By cutting the bank out as the middleman, borrowers were able to get unsecured loans at interest rates lower than what credit cards or banks offer (from 8-20%). Likewise, lenders were able to get interest rates higher than bank CDs and perhaps even the stock market. Again, a win-win situation: you help people buy a car or get an engagement ring, and you get a good interest rate in return.

So in 2008, I started lending money on Prosper. At first it seemed like it was going really well, with my loans averaging about 11% interest. I only lent to AA or A grade borrowers, so I thought that it was a relatively low-risk investment. Fast-forward to July 2010: even after diversifying with more than 100 loans, 13% have defaulted, leaving my annualized return at a meager 0.8%. So much for that idea...

Support Vector Machines (SVM)
As the defaults began to accumulate in 2009, I took a class on machine learning at MIT. Machine learning is a sub-field of computer science that focuses on developing software that can learn. What does that mean exactly? As an example, let's say that I want a computer to label faces in a photograph with each person's name. One approach would be to hand-code heuristics that identify each face. For example, any face with light brown skin, black hair, and thick eyebrows could be labeled "Nikhil". Of course, this approach is tricky and fraught with peril. Not only does a person have to figure out the feature values that uniquely identify an individual, the computer has to know what "hair" and "eyebrows" are, what those features actually mean. The first step is really time-consuming, brittle and perhaps impossible as the number of different unique faces increases. And the second step is still an unsolved problem in computer vision. In this heuristic approach, the computer doesn't learn: it's just programmed to label faces based on a set of human-specified features.

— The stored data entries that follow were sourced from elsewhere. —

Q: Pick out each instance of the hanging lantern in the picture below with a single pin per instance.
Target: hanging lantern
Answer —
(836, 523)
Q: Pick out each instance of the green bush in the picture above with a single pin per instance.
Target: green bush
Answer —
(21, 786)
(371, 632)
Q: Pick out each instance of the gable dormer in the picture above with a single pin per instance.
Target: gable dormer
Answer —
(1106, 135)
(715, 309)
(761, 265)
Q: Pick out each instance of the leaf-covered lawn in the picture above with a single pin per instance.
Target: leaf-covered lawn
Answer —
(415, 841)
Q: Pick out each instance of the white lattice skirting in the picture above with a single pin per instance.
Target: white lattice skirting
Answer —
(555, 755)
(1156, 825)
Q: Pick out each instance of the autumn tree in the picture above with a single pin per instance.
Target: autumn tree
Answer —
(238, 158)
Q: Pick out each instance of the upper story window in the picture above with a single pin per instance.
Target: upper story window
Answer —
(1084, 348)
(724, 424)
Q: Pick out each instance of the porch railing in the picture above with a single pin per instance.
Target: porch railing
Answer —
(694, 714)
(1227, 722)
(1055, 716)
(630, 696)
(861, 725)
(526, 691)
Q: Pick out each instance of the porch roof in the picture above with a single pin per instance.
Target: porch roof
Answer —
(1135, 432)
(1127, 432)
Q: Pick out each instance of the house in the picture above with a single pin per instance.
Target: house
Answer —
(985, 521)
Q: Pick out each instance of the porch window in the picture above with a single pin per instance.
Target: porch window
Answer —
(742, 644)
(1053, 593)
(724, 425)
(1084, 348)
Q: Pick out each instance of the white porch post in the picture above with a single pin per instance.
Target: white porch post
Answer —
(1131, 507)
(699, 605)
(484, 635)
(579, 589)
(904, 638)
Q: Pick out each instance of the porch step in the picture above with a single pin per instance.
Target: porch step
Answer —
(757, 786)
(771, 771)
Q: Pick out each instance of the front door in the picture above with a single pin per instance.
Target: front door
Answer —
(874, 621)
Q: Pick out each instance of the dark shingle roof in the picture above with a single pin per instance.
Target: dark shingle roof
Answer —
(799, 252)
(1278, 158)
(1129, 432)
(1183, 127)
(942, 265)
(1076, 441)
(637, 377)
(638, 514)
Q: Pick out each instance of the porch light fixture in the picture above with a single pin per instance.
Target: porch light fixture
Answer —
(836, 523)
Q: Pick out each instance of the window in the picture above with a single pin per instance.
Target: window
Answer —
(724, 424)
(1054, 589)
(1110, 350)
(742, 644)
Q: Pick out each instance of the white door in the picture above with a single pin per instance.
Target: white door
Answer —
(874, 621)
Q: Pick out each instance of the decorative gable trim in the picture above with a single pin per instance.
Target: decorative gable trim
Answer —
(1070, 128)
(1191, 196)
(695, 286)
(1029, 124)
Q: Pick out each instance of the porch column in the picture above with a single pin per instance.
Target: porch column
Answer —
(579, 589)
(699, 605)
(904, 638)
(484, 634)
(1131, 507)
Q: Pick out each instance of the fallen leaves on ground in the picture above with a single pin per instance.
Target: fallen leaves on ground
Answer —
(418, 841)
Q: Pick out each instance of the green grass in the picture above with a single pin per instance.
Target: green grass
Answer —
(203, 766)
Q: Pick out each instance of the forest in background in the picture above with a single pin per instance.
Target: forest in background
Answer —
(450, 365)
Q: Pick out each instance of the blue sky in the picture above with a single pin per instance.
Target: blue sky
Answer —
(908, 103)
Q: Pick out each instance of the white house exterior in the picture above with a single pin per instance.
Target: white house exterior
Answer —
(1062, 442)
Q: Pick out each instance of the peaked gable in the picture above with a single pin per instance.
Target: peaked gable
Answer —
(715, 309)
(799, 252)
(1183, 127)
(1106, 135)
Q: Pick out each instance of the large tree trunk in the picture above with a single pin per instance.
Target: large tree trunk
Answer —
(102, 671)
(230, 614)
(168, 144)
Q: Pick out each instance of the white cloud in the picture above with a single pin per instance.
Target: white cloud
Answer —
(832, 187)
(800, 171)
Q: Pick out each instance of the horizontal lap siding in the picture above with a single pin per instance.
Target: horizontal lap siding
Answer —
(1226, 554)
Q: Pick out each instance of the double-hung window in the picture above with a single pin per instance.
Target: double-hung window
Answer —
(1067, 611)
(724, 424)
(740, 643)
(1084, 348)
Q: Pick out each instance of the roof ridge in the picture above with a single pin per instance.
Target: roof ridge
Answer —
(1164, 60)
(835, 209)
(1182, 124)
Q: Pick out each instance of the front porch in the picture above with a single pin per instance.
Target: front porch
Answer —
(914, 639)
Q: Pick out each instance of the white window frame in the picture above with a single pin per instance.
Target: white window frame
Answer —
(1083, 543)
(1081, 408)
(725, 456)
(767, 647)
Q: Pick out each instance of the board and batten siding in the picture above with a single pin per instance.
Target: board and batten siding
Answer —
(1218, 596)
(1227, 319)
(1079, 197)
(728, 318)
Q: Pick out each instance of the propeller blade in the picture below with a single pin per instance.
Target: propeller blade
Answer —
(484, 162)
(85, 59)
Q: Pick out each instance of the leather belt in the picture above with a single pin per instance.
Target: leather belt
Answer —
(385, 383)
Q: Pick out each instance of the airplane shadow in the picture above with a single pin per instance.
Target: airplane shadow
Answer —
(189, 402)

Contrast this to a machine learning approach. Rather than having a human figure out what sets of features values go with each person's face, the computer would be "trained" in the same way that people are trained: by just being shown faces and the names attached to those faces. Then it's the computer's job to figure out what feature values go with the names. This type of learning is called "supervised" learning. After being shown a large number of face-name pairs, the program is "tested" by being presented with a face it's never seen before. The program's job is to decide, of the labeled faces it's already seen, which is most similar to the new face, and then label it with that person's name.

I'm not sure if this sounds easy or hard to you, but in fact it is quite tricky and doesn't work very well, especially with complex visual stimuli such as faces. If you think about it, a face can be photographed from many different angles and under various lighting conditions. One amazing ability of the human brain is that it instantly identifies faces, while even the most cutting-edge computer programs are much less accurate and much slower.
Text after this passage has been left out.